Multiemployer Premiums Must Go Up, Says PBGC


The Pension Benefit Guaranty Corp. risks becoming insolvent within a decade – or sooner – if premiums paid by multiemployer plans aren’t raised, according to the agency’s latest Five-Year report.

The PBGC is required to file the report to Congress every five years.

Premiums were recently raised by a significant margin; but they will need to be raised again to keep the PBGC solvent, according to the report.

More details from BenefitsPro:

In 2016, enrollees pay a $27 per-participant premium. The Multiemployer Pension Reform Act of 2014 doubled premiums to $26 for 2015.

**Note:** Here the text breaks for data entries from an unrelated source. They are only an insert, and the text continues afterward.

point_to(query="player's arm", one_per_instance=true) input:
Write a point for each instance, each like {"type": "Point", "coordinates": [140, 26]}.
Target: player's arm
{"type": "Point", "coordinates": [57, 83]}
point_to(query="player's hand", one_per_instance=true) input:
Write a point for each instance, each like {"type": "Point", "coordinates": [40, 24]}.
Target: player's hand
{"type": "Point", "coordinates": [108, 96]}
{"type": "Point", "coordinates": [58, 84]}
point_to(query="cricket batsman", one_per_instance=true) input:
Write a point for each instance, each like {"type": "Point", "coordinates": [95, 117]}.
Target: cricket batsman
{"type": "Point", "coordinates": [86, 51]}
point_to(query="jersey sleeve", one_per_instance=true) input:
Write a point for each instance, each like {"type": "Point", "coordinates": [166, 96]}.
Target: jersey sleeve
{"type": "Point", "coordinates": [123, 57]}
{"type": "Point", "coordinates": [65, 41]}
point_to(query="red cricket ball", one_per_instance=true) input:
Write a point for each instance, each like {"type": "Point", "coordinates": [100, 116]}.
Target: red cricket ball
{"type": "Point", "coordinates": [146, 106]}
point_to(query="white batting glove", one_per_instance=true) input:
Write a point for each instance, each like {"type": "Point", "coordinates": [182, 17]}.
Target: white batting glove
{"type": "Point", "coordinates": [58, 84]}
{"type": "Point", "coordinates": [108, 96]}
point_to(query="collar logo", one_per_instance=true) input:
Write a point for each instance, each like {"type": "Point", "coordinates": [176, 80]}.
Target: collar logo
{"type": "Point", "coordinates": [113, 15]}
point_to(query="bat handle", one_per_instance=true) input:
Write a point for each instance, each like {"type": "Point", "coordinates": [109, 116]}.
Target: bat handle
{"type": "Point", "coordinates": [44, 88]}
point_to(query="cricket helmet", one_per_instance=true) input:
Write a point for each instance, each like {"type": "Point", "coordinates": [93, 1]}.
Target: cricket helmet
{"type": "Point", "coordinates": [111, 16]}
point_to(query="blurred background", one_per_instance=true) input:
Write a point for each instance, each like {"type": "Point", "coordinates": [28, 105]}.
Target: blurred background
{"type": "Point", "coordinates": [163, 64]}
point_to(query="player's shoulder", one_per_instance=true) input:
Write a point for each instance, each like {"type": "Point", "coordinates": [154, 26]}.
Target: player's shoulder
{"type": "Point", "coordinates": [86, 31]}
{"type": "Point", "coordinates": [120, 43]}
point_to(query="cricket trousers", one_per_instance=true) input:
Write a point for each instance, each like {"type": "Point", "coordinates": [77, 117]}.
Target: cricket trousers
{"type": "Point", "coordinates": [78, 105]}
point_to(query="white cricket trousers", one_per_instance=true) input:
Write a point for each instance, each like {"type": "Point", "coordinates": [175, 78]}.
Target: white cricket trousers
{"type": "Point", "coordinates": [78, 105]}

PBGC’s 2014 projections report estimated that the agency’s premium levels and returns on assets will be enough to sustain the multiemployer program for the next five to nine years.

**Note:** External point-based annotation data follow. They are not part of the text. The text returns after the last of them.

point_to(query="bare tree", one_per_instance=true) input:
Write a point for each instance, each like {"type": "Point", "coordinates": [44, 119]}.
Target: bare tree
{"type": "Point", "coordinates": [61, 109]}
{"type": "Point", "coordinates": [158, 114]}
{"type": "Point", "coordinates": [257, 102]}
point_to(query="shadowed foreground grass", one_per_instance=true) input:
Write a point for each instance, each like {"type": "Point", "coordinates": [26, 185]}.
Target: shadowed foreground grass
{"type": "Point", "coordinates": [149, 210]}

As of September 2014, the program held $1.8 billion in assets, and had $44.2 billion in expected liabilities. PBGC projects that the program has a greater than 50 percent chance of going insolvent by 2026.

In 2015, PBGC reported the multiemployer plan deficit had widened to $52.3 billion.

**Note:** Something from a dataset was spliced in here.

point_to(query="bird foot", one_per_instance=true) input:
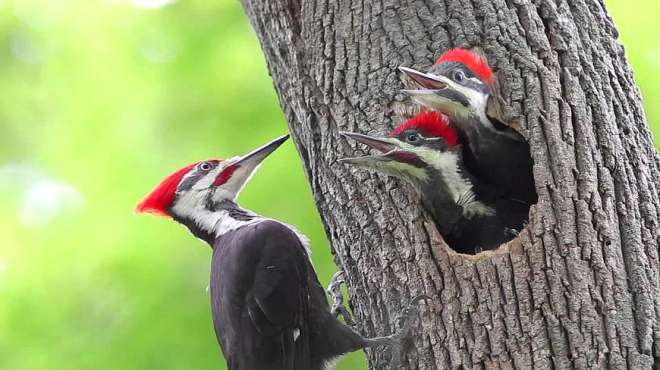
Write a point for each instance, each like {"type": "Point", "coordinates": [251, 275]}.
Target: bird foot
{"type": "Point", "coordinates": [397, 341]}
{"type": "Point", "coordinates": [334, 291]}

The report does not recommend how much premiums need to be increased.

The White House’s 2017 budget proposes giving PBGC authority to increase premiums, and set a variable rate premium that would assess higher rates on financially troubled plans. It estimates that would raise $15 billion for the program.

The budget also proposes a new “exit” premium for sponsors that leave plans.

Under existing law, Congress sets premiums.